(introduction-to-ebpf)=
# Introduction to eBPF

[eBPF](https://ebpf.io/) is a powerful tool for server and system
administrators, often described as a lightweight, sandboxed virtual
machine within the kernel. It is commonly used for performance monitoring,
security, and network traffic processing without the need to modify or rebuild
the kernel.

Since it runs in the kernel space, there is no need for context-switching,
making it very fast compared to solutions implemented in user-space. It also
has access to the kernel data structures, providing more capabilities than
tools limited to the interfaces exposed to user-space.

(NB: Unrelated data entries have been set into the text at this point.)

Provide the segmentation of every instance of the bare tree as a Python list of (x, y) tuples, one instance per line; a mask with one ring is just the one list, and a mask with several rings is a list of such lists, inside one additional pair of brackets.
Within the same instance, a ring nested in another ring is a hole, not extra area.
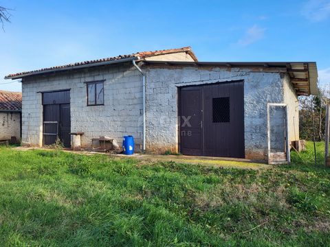
[(11, 10), (10, 9), (5, 7), (0, 6), (0, 23), (2, 25), (2, 29), (3, 29), (3, 24), (6, 22), (10, 22), (10, 13), (9, 11)]

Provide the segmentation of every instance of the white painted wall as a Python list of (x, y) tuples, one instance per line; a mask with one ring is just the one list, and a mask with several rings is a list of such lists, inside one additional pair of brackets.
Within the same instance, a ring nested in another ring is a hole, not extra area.
[[(280, 69), (144, 66), (142, 70), (146, 73), (148, 152), (178, 151), (177, 91), (182, 86), (244, 81), (247, 158), (267, 158), (267, 103), (287, 102), (290, 112), (294, 108), (291, 106), (294, 93), (283, 82), (285, 78)], [(84, 82), (98, 80), (105, 80), (104, 106), (87, 106)], [(25, 79), (22, 83), (22, 137), (25, 144), (42, 145), (43, 108), (41, 94), (38, 92), (68, 89), (71, 89), (71, 130), (85, 132), (82, 146), (91, 145), (91, 139), (99, 136), (113, 137), (120, 143), (122, 136), (132, 134), (138, 149), (140, 147), (142, 77), (131, 64)], [(294, 115), (298, 119), (298, 113)], [(291, 127), (289, 132), (291, 134)]]
[(147, 150), (178, 151), (178, 87), (244, 80), (245, 158), (267, 158), (267, 103), (283, 103), (283, 79), (267, 69), (168, 67), (147, 70)]
[[(85, 82), (104, 80), (104, 105), (87, 106)], [(22, 83), (22, 141), (26, 145), (43, 144), (43, 106), (45, 91), (71, 89), (72, 132), (83, 132), (82, 146), (90, 146), (91, 139), (109, 136), (122, 141), (133, 135), (138, 149), (142, 127), (142, 86), (140, 73), (128, 65), (112, 65), (58, 75), (34, 77)]]
[(290, 78), (285, 75), (283, 80), (284, 103), (287, 104), (289, 141), (299, 140), (299, 102)]
[(21, 139), (21, 117), (19, 113), (0, 112), (0, 141), (15, 137)]

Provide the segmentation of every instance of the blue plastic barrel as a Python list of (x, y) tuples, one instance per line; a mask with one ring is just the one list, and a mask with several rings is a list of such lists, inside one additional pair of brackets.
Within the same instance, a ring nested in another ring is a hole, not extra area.
[(134, 153), (134, 138), (132, 136), (124, 136), (122, 139), (122, 150), (124, 154), (131, 155)]

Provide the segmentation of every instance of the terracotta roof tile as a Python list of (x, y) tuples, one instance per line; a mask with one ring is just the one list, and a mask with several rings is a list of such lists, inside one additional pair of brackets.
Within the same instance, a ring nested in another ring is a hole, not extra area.
[(21, 110), (22, 94), (0, 90), (0, 111), (1, 110)]
[(124, 59), (124, 58), (137, 58), (140, 60), (143, 60), (144, 58), (146, 58), (146, 57), (148, 57), (148, 56), (163, 55), (163, 54), (168, 54), (177, 53), (177, 52), (187, 52), (188, 54), (189, 54), (192, 56), (192, 58), (195, 61), (197, 61), (197, 59), (196, 56), (195, 56), (194, 53), (191, 50), (191, 47), (182, 47), (182, 48), (169, 49), (164, 49), (164, 50), (154, 51), (140, 51), (140, 52), (137, 52), (137, 53), (135, 53), (135, 54), (133, 54), (120, 55), (120, 56), (115, 56), (115, 57), (97, 59), (97, 60), (88, 60), (88, 61), (83, 61), (83, 62), (75, 62), (75, 63), (72, 63), (72, 64), (65, 64), (65, 65), (54, 66), (54, 67), (48, 67), (48, 68), (37, 69), (37, 70), (34, 70), (34, 71), (20, 72), (20, 73), (13, 73), (13, 74), (9, 74), (9, 75), (5, 76), (5, 79), (10, 79), (10, 78), (14, 78), (14, 77), (24, 75), (37, 73), (37, 72), (38, 73), (38, 72), (43, 72), (43, 71), (47, 72), (49, 71), (52, 71), (52, 70), (56, 69), (66, 69), (66, 68), (69, 69), (69, 68), (73, 68), (73, 67), (74, 68), (75, 67), (85, 65), (85, 64), (95, 64), (95, 63), (98, 63), (98, 62), (113, 61), (113, 60), (120, 60), (121, 59)]

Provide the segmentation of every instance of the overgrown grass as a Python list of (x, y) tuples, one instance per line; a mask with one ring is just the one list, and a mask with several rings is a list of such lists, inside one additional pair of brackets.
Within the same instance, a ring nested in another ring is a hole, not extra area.
[(330, 169), (307, 147), (260, 170), (2, 147), (0, 243), (329, 246)]

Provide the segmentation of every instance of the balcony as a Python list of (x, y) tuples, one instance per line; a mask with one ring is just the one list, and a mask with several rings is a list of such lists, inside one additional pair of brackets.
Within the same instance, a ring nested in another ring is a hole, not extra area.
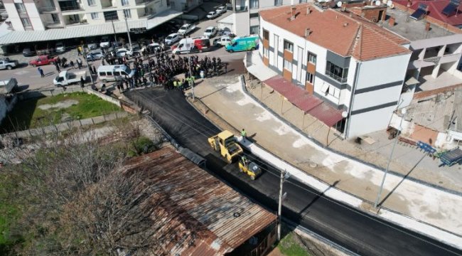
[(347, 82), (347, 80), (348, 78), (342, 78), (336, 74), (334, 74), (333, 73), (329, 71), (329, 70), (326, 70), (326, 75), (328, 76), (329, 78), (339, 82), (341, 83), (345, 83)]
[(154, 0), (135, 0), (135, 4), (136, 5), (146, 4), (154, 1)]
[(56, 6), (49, 6), (38, 7), (38, 12), (40, 14), (48, 14), (48, 13), (53, 13), (55, 11), (58, 11), (58, 10), (56, 9)]
[(80, 7), (80, 5), (77, 1), (60, 1), (59, 5), (63, 12), (83, 11), (83, 8)]
[(109, 9), (109, 8), (115, 8), (115, 5), (112, 4), (111, 0), (101, 0), (101, 8), (102, 9)]
[(64, 24), (60, 22), (47, 22), (45, 23), (45, 26), (47, 28), (64, 28)]

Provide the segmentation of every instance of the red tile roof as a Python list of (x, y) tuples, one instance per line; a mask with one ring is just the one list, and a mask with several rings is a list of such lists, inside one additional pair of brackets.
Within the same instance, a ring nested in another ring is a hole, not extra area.
[[(293, 14), (296, 17), (290, 21), (290, 8), (261, 11), (260, 16), (301, 37), (309, 28), (306, 40), (342, 56), (368, 60), (410, 53), (402, 46), (409, 41), (355, 15), (350, 17), (332, 9), (320, 11), (311, 4), (301, 4), (295, 6)], [(309, 14), (306, 14), (307, 8)]]
[(287, 98), (291, 103), (305, 113), (312, 115), (329, 127), (332, 127), (343, 118), (341, 110), (323, 102), (300, 87), (287, 81), (281, 75), (274, 76), (263, 82)]
[[(394, 1), (394, 2), (402, 4), (404, 6), (407, 5), (407, 0), (396, 0)], [(454, 11), (449, 16), (441, 14), (444, 7), (449, 4), (449, 0), (414, 0), (412, 1), (412, 4), (410, 9), (413, 10), (419, 9), (419, 4), (426, 4), (429, 6), (427, 15), (431, 18), (434, 18), (452, 26), (462, 25), (462, 13), (461, 13), (461, 11), (458, 11), (458, 15), (456, 15), (456, 12)], [(459, 9), (461, 8), (459, 7)]]

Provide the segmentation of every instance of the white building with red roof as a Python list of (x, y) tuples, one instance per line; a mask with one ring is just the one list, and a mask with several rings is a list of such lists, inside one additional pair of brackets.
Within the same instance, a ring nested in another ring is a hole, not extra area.
[[(310, 4), (260, 11), (260, 31), (263, 63), (291, 82), (288, 86), (308, 92), (304, 100), (313, 102), (314, 95), (331, 108), (307, 113), (328, 117), (321, 121), (335, 122), (331, 126), (345, 138), (387, 127), (402, 102), (409, 41), (360, 17)], [(269, 80), (291, 97), (290, 90)], [(300, 98), (292, 99), (301, 105)]]

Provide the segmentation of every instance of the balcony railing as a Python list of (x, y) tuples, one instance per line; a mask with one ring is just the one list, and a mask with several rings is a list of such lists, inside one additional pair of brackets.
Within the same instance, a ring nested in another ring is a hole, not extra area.
[(247, 6), (236, 6), (235, 12), (247, 11)]
[(136, 5), (141, 5), (141, 4), (146, 4), (148, 3), (151, 3), (154, 0), (135, 0), (135, 4)]
[(42, 13), (45, 13), (45, 12), (51, 12), (51, 11), (56, 11), (56, 6), (43, 6), (43, 7), (39, 7), (38, 8), (38, 11), (42, 14)]
[(334, 74), (334, 73), (331, 73), (331, 71), (328, 71), (328, 70), (326, 70), (326, 75), (329, 76), (331, 78), (333, 78), (333, 79), (334, 79), (334, 80), (335, 80), (338, 82), (340, 82), (341, 83), (345, 83), (348, 78), (342, 78), (342, 77), (338, 76), (338, 75), (335, 75), (335, 74)]

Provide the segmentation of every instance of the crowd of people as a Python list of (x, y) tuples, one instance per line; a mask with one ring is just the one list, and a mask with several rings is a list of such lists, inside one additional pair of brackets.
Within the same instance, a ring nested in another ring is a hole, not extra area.
[[(151, 56), (150, 52), (143, 53), (135, 57), (131, 63), (126, 56), (114, 58), (112, 55), (107, 55), (102, 61), (102, 65), (124, 64), (134, 70), (132, 78), (125, 76), (122, 81), (116, 82), (116, 87), (121, 92), (154, 85), (161, 85), (166, 90), (184, 90), (193, 86), (196, 78), (220, 75), (227, 72), (227, 65), (222, 63), (220, 58), (181, 57), (163, 50), (154, 50)], [(176, 77), (181, 74), (184, 74), (184, 78), (176, 79)], [(105, 85), (102, 85), (102, 88), (105, 87)]]

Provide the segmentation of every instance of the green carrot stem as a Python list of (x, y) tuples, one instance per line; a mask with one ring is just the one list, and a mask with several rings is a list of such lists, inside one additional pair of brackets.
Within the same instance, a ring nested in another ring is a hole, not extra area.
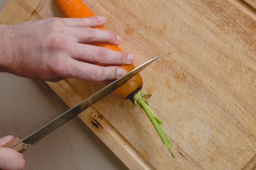
[(143, 109), (157, 132), (163, 143), (167, 147), (172, 156), (175, 158), (171, 150), (172, 146), (172, 144), (161, 126), (161, 124), (163, 124), (163, 122), (157, 117), (153, 111), (150, 109), (148, 104), (148, 102), (144, 97), (144, 94), (139, 91), (137, 94), (134, 95), (133, 98), (134, 104), (136, 104), (138, 103)]

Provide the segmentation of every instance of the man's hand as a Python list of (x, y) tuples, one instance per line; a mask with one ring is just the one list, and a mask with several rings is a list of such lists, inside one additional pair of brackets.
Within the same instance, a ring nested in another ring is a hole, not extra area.
[(98, 82), (117, 79), (124, 71), (82, 62), (130, 64), (130, 53), (83, 43), (119, 45), (121, 38), (110, 31), (92, 28), (103, 24), (103, 17), (49, 19), (0, 25), (0, 71), (56, 82), (73, 77)]
[(25, 166), (25, 161), (21, 153), (4, 146), (14, 138), (13, 136), (7, 136), (0, 139), (0, 169), (21, 170)]

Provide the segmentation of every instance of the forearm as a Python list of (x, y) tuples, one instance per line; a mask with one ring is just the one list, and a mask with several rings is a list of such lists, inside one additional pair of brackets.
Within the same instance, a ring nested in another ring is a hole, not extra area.
[(0, 72), (8, 72), (11, 66), (11, 48), (8, 25), (0, 25)]

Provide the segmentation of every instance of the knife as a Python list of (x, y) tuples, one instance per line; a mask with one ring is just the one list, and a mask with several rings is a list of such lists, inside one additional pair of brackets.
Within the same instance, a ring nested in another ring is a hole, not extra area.
[(28, 144), (33, 145), (61, 125), (71, 120), (87, 108), (107, 96), (108, 94), (138, 74), (159, 56), (150, 60), (106, 86), (84, 100), (67, 110), (23, 139), (16, 137), (3, 147), (8, 147), (22, 153), (28, 149)]

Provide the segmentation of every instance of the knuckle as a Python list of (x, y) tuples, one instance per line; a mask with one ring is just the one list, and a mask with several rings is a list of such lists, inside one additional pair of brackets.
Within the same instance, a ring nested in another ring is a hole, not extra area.
[(48, 66), (49, 72), (54, 76), (62, 75), (62, 71), (65, 68), (64, 63), (58, 59), (53, 59), (50, 60)]
[(97, 24), (99, 22), (99, 20), (98, 20), (97, 17), (90, 17), (89, 18), (90, 19), (91, 22), (92, 24)]
[(119, 63), (123, 63), (126, 62), (127, 54), (123, 52), (118, 52), (118, 62)]
[(59, 36), (54, 36), (49, 38), (48, 46), (51, 49), (67, 49), (68, 44), (63, 38)]
[(85, 28), (85, 32), (87, 38), (90, 41), (92, 41), (95, 39), (96, 35), (93, 29), (87, 27)]
[(115, 33), (110, 31), (108, 33), (109, 34), (109, 37), (111, 40), (115, 42), (117, 41), (117, 35)]
[(62, 32), (63, 31), (63, 27), (61, 25), (51, 24), (49, 26), (49, 31), (51, 32)]
[(84, 26), (85, 25), (83, 20), (82, 18), (73, 18), (74, 22), (77, 24), (79, 26)]
[(92, 79), (95, 81), (100, 81), (103, 79), (104, 72), (102, 69), (97, 69), (93, 73)]
[(95, 50), (94, 53), (96, 62), (102, 63), (107, 59), (106, 53), (104, 49), (97, 48)]
[(58, 17), (53, 17), (49, 19), (50, 22), (56, 23), (63, 23), (63, 20), (62, 18)]

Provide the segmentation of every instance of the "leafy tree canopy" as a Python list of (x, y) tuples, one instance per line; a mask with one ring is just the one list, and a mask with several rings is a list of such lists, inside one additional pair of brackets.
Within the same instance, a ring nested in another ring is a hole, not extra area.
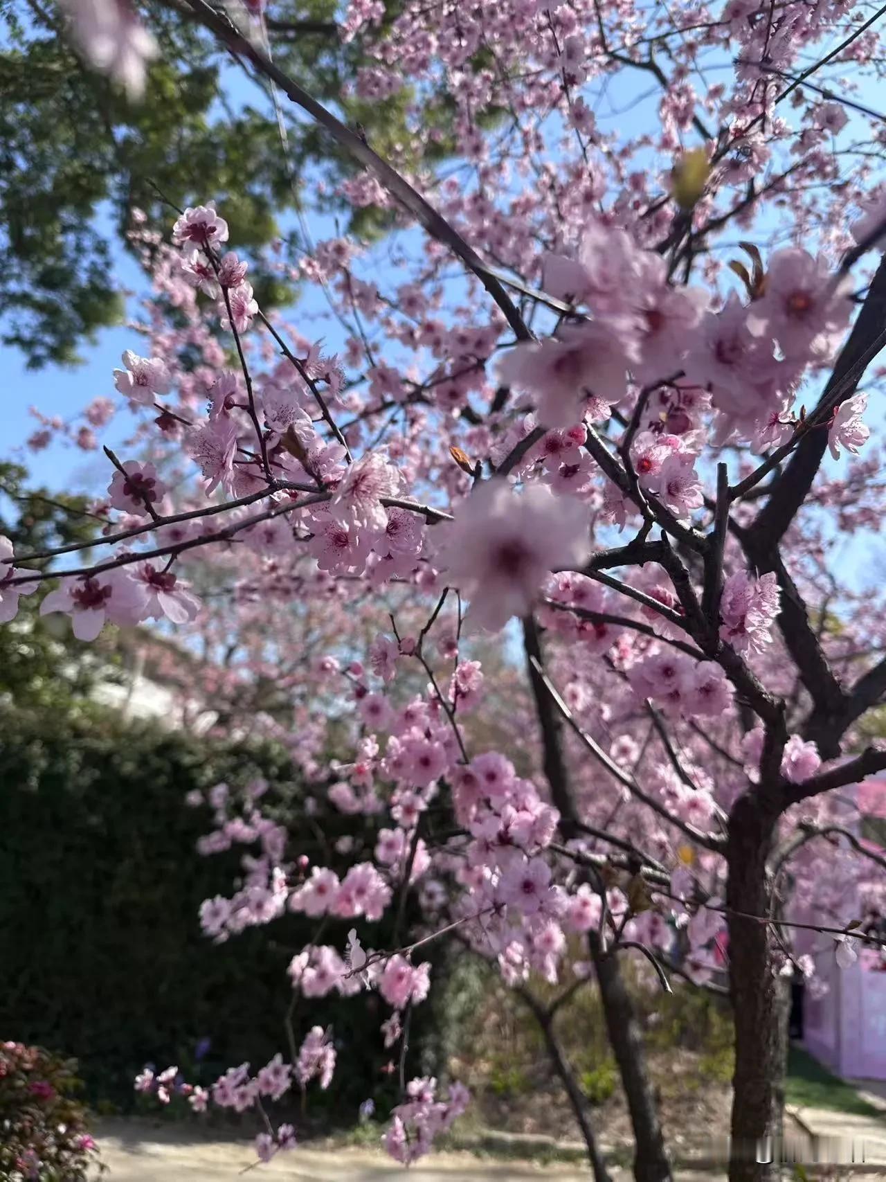
[[(318, 161), (333, 182), (350, 167), (324, 150), (314, 126), (292, 121), (287, 155), (274, 121), (252, 105), (260, 92), (232, 93), (226, 54), (184, 15), (144, 7), (159, 54), (143, 102), (131, 104), (80, 60), (57, 8), (0, 0), (0, 342), (21, 349), (30, 368), (74, 363), (78, 344), (122, 316), (109, 261), (133, 209), (161, 226), (167, 201), (211, 194), (224, 202), (237, 248), (259, 252), (286, 239), (279, 219)], [(358, 41), (343, 44), (335, 8), (334, 0), (276, 4), (274, 57), (384, 152), (404, 139), (408, 96), (345, 97), (366, 58)], [(387, 8), (390, 18), (397, 5)], [(445, 119), (444, 105), (437, 116)], [(357, 228), (383, 225), (379, 210), (363, 210)], [(250, 278), (265, 307), (294, 296), (267, 267), (253, 266)]]

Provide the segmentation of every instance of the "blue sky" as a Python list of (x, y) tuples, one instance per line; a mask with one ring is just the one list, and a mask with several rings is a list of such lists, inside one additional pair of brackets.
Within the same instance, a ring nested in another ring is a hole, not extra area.
[[(706, 64), (702, 77), (692, 80), (701, 90), (703, 82), (715, 80), (724, 63), (715, 61)], [(226, 71), (227, 90), (234, 105), (249, 102), (265, 103), (269, 109), (269, 117), (273, 118), (267, 99), (258, 93), (256, 87), (243, 78), (236, 69)], [(866, 91), (872, 91), (866, 93)], [(607, 85), (602, 100), (597, 106), (598, 121), (606, 131), (618, 130), (623, 135), (632, 135), (643, 128), (654, 126), (656, 108), (658, 102), (658, 90), (646, 85), (643, 74), (615, 76)], [(873, 87), (865, 87), (859, 96), (862, 100), (875, 104), (877, 96)], [(287, 112), (288, 113), (288, 112)], [(689, 141), (688, 141), (689, 142)], [(695, 143), (695, 137), (691, 139)], [(207, 200), (210, 194), (202, 195)], [(100, 219), (108, 223), (109, 220)], [(314, 233), (323, 236), (331, 233), (327, 226), (312, 227)], [(236, 248), (236, 243), (232, 243)], [(122, 248), (116, 252), (116, 279), (135, 293), (143, 293), (145, 290), (145, 278), (139, 267)], [(386, 271), (384, 264), (374, 273), (382, 285), (393, 284), (397, 277), (392, 271)], [(312, 324), (315, 317), (325, 309), (323, 294), (317, 291), (307, 291), (302, 301), (293, 317), (306, 336), (327, 336), (331, 338), (327, 325), (314, 330)], [(334, 346), (334, 340), (330, 339), (330, 345)], [(70, 491), (97, 491), (102, 488), (106, 480), (106, 460), (102, 453), (84, 453), (64, 442), (56, 442), (45, 452), (27, 453), (21, 447), (24, 440), (38, 427), (37, 420), (28, 414), (28, 407), (35, 405), (45, 415), (59, 415), (69, 418), (77, 415), (83, 407), (99, 395), (113, 396), (112, 371), (120, 364), (120, 353), (124, 349), (131, 348), (141, 351), (141, 337), (138, 333), (125, 326), (109, 329), (98, 335), (95, 344), (84, 344), (82, 355), (84, 364), (76, 368), (50, 366), (35, 372), (25, 368), (21, 355), (8, 348), (0, 348), (0, 371), (6, 377), (4, 383), (8, 391), (2, 403), (0, 422), (4, 427), (4, 439), (6, 446), (4, 454), (20, 456), (27, 463), (35, 482), (44, 483), (53, 489)], [(120, 416), (120, 424), (112, 427), (106, 436), (106, 441), (115, 446), (131, 426), (128, 415)]]

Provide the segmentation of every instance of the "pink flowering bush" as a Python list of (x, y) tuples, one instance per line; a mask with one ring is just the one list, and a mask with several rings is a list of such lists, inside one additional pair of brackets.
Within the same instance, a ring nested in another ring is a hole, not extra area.
[(76, 1067), (41, 1047), (0, 1044), (0, 1176), (86, 1182), (100, 1175)]
[[(136, 92), (154, 43), (105, 2), (72, 6), (73, 33)], [(437, 985), (425, 952), (445, 940), (529, 999), (598, 1174), (551, 1024), (558, 996), (600, 991), (634, 1171), (658, 1182), (631, 957), (656, 987), (676, 974), (730, 993), (730, 1178), (762, 1182), (786, 981), (849, 963), (856, 896), (882, 865), (851, 793), (886, 769), (866, 741), (886, 604), (830, 553), (838, 534), (872, 544), (886, 508), (859, 392), (886, 340), (882, 117), (833, 97), (849, 64), (875, 66), (880, 34), (835, 2), (684, 21), (354, 0), (340, 34), (377, 63), (357, 90), (402, 90), (415, 126), (387, 161), (281, 76), (260, 5), (188, 6), (273, 84), (281, 135), (285, 96), (359, 165), (334, 196), (403, 232), (389, 254), (338, 229), (302, 228), (298, 254), (280, 243), (281, 274), (328, 305), (320, 331), (261, 309), (223, 207), (170, 216), (169, 241), (136, 226), (145, 356), (128, 351), (109, 387), (144, 454), (106, 453), (100, 553), (0, 554), (8, 619), (58, 579), (40, 611), (82, 639), (106, 623), (196, 631), (207, 700), (285, 743), (313, 788), (304, 824), (248, 785), (189, 800), (211, 817), (197, 855), (240, 855), (200, 909), (208, 941), (314, 924), (281, 967), (298, 1014), (285, 1050), (193, 1106), (254, 1110), (256, 1157), (274, 1157), (297, 1134), (263, 1105), (346, 1070), (311, 1006), (360, 996), (398, 1082), (384, 1141), (413, 1161), (467, 1103), (458, 1082), (408, 1082), (412, 1015)], [(652, 110), (612, 125), (613, 77), (640, 73)], [(452, 112), (438, 171), (410, 97), (429, 93)], [(330, 196), (314, 180), (306, 219)], [(105, 413), (38, 417), (32, 447), (85, 430), (92, 448)], [(321, 807), (346, 831), (327, 837)], [(165, 1103), (180, 1084), (168, 1067), (138, 1087)]]

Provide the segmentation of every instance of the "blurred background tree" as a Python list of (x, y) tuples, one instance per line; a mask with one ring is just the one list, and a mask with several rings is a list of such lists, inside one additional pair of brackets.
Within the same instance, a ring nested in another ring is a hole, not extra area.
[[(125, 241), (135, 209), (149, 228), (165, 229), (167, 201), (181, 207), (211, 195), (241, 253), (278, 239), (294, 247), (298, 234), (285, 222), (306, 174), (315, 178), (323, 161), (330, 208), (338, 208), (335, 182), (352, 170), (313, 125), (289, 121), (285, 152), (275, 122), (253, 105), (261, 91), (235, 84), (227, 57), (185, 15), (144, 7), (159, 54), (136, 105), (80, 61), (58, 8), (0, 0), (0, 343), (20, 349), (31, 368), (76, 362), (79, 342), (120, 319), (111, 243)], [(386, 5), (385, 19), (397, 7)], [(346, 97), (366, 58), (358, 40), (341, 41), (335, 9), (335, 0), (276, 4), (274, 57), (384, 152), (409, 138), (408, 96)], [(380, 210), (361, 210), (360, 232), (385, 221)], [(266, 309), (294, 296), (267, 266), (254, 266), (250, 279)]]

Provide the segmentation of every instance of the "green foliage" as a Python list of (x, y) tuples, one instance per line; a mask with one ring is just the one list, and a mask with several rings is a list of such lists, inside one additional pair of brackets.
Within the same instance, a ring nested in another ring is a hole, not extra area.
[(96, 1155), (77, 1064), (37, 1046), (0, 1044), (0, 1177), (85, 1182)]
[[(95, 537), (99, 522), (85, 514), (85, 498), (30, 489), (19, 465), (0, 462), (0, 534), (11, 539), (15, 554), (83, 543)], [(0, 697), (20, 708), (72, 708), (85, 700), (99, 665), (117, 657), (104, 636), (90, 648), (71, 635), (58, 616), (41, 618), (40, 600), (47, 589), (19, 600), (17, 618), (0, 628)]]
[(788, 1051), (788, 1074), (784, 1079), (784, 1100), (797, 1108), (832, 1109), (853, 1116), (879, 1119), (886, 1126), (886, 1117), (873, 1104), (868, 1104), (845, 1080), (832, 1074), (817, 1059), (799, 1046)]
[[(96, 709), (0, 707), (0, 1028), (76, 1054), (93, 1098), (131, 1105), (133, 1076), (146, 1061), (187, 1066), (203, 1038), (211, 1050), (193, 1080), (203, 1084), (232, 1064), (261, 1066), (287, 1046), (286, 967), (315, 923), (287, 914), (227, 943), (203, 937), (200, 903), (230, 895), (241, 855), (255, 851), (200, 857), (208, 811), (183, 805), (193, 788), (256, 774), (274, 786), (280, 819), (300, 837), (304, 791), (281, 749), (201, 742)], [(352, 819), (324, 819), (314, 826), (318, 844), (299, 846), (319, 859), (337, 826), (344, 832)], [(331, 924), (324, 940), (344, 948), (348, 926)], [(361, 935), (384, 947), (391, 933), (383, 928)], [(326, 1105), (347, 1121), (369, 1095), (379, 1106), (390, 1102), (378, 1030), (385, 1008), (363, 994), (297, 1012), (299, 1043), (310, 1026), (332, 1024), (348, 1047), (347, 1071), (318, 1092), (312, 1110)], [(426, 1031), (419, 1007), (417, 1054)]]
[(582, 1071), (579, 1082), (591, 1104), (605, 1104), (611, 1096), (615, 1095), (618, 1087), (615, 1060), (607, 1057), (591, 1071)]
[[(274, 58), (353, 118), (341, 87), (364, 57), (357, 41), (340, 43), (337, 7), (275, 6), (278, 24), (291, 28), (274, 33)], [(111, 242), (123, 239), (133, 209), (165, 229), (167, 202), (215, 199), (236, 248), (259, 251), (281, 234), (278, 216), (294, 206), (306, 170), (324, 161), (334, 181), (352, 168), (294, 121), (287, 161), (275, 121), (232, 97), (234, 67), (211, 38), (168, 6), (148, 2), (142, 15), (159, 54), (144, 100), (130, 104), (84, 65), (58, 9), (0, 0), (0, 340), (33, 368), (76, 362), (82, 339), (119, 322)], [(237, 87), (245, 93), (245, 83)], [(399, 129), (408, 139), (402, 108), (361, 104), (360, 118), (370, 135)], [(272, 284), (271, 272), (254, 274), (263, 299), (291, 298), (279, 277)]]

BPF, which stands for "Berkeley Packet Filter", was originally designed to
perform network packet filtering. Over time, it has evolved into *extended Berkeley
Packet Filter* (eBPF), a tool which contains many additional capabilities, including 
the use of more registers, support for 64-bit registers, data stores (Maps), and 
more.

As a result, eBPF has been extended beyond the kernel networking subsystem and 
it not only enhances the networking experience, but also provides tracing, 
profiling, observability, security, etc. The terms eBPF and BPF are used interchangeably but both refer to eBPF now.

## How eBPF works

User-space applications can load eBPF programs into the kernel as eBPF
bytecode. Although you could write eBPF programs in bytecode, there are several
tools which provide abstraction layers on top of eBPF so you do not need to
write bytecode manually. These tools will then generate the bytecode which will
in turn be loaded into the kernel.

Once an eBPF program is loaded into the kernel, it is then verified by the kernel before it
can run. These checks include:

* verifying if the eBPF program halts and will never get stuck in a loop,
* verifying that the program will not crash by checking the registers and stack
  state validity throughout the program, and
* ensuring the process loading the eBPF program has all the capabilities
  required by the eBPF program to run.

After the verification step, the bytecode is Just-In-Time (JIT) compiled into
machine-code to optimize the program's execution.

## eBPF in Ubuntu Server

Since Ubuntu 24.04, `bpftrace` and `bpfcc-tools` (the BPF Compiler Collection or BCC) are
available in every Ubuntu Server installation by default as part of our efforts 
to [enhance the application developer's and sysadmin's experience in
Ubuntu](https://discourse.ubuntu.com/t/spec-include-performance-tooling-in-ubuntu/43134).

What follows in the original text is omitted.